Derken sözü Cumhurbaşkanı Recep Tayyip Erdoğan’a
getiriyor Putin ve şöyle konuşuyor:
“Cumhurbaşkanı Erdoğan’la belli
konularda farklı, zaman zaman da birbirine zıt düşen görüşlerimiz oluyor. Ama verdiği
sözü tutan bir adam o. Bir şeyin ülkesinin yararına
olduğunu düşünüyorsa da, sonuna kadar gidiyor. Bu, öngörülebilirlikle ilgili
bir konu. Kiminle iş yaptığınızı bilmek önemlidir.”
*
Cumhurbaşkanı Erdoğan, geçen cuma günü gazetecilerin kendisine Putin’in “sözünde durmak”la
ilgili bu ifadesini hatırlatmaları üzerine şöyle bir karşılık veriyor:
“Putin’le tanıştığımdan bu yana ben de
kendisini aynen bu şekilde tanıdım. Gerçekten özü, sözü bir, verdiği sözde
duran... İkili ilişkilerimizde gerçekten hiçbir devletle neredeyse bu tür
münasebetlerimizi güçlü götürebildiğimiz ülke nadidedir...”

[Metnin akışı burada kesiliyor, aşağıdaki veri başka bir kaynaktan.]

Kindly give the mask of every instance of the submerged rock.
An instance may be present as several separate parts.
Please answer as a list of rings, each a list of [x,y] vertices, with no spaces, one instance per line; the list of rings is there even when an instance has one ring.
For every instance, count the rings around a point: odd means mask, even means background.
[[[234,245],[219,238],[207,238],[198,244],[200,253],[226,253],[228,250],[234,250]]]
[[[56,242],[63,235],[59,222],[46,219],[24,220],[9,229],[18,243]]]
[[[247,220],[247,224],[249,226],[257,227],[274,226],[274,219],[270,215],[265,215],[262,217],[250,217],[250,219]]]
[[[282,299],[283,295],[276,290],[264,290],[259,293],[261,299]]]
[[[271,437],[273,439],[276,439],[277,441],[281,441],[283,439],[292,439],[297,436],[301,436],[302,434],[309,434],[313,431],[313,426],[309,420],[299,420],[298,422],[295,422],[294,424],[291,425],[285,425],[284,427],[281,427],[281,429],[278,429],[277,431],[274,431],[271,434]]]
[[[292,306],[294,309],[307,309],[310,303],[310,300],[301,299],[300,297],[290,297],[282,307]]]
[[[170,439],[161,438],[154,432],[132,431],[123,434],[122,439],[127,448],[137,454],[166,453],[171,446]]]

Türkiye’nin dış ilişkilerinde, başta ABD ve AB olmak üzere Batı dünyası ile
ve aynı zamanda Ortadoğu’da birçok ülkeyle ciddi sıkıntılar yaşamakta olduğu
bir dönemde, Rusya ile ilişkilerin aktardığımız sıcak mesajlarla bu tabloya
tezat oluşturan bir doğrultuda yol almakta oluşu, üzerinde durulması gereken
bir yöneliştir.
*
Aslında ilişkilerin seyrini görmek
açısından Putin’in bir açıklamasını daha
kısaca hatırlamak gerekebilir. Geçen 22 Ekim’de katıldığı bir konferansta Erdoğan’ın etki alanını eski Osmanlı İmparatorluğu
sınırlarına doğru genişletmek istediği yolundaki tartışmaları soran bir Rus
akademisyene Putin şu yanıtı veriyor:
“Erdoğan’ın Osmanlı mirasına
ilişkin planları ya da tutumu hakkında bir bilgim yok. Bunu ona sorun. Ama
benim bildiğim bir şey var, aramızdaki ticaret 20 milyar doları geçti...”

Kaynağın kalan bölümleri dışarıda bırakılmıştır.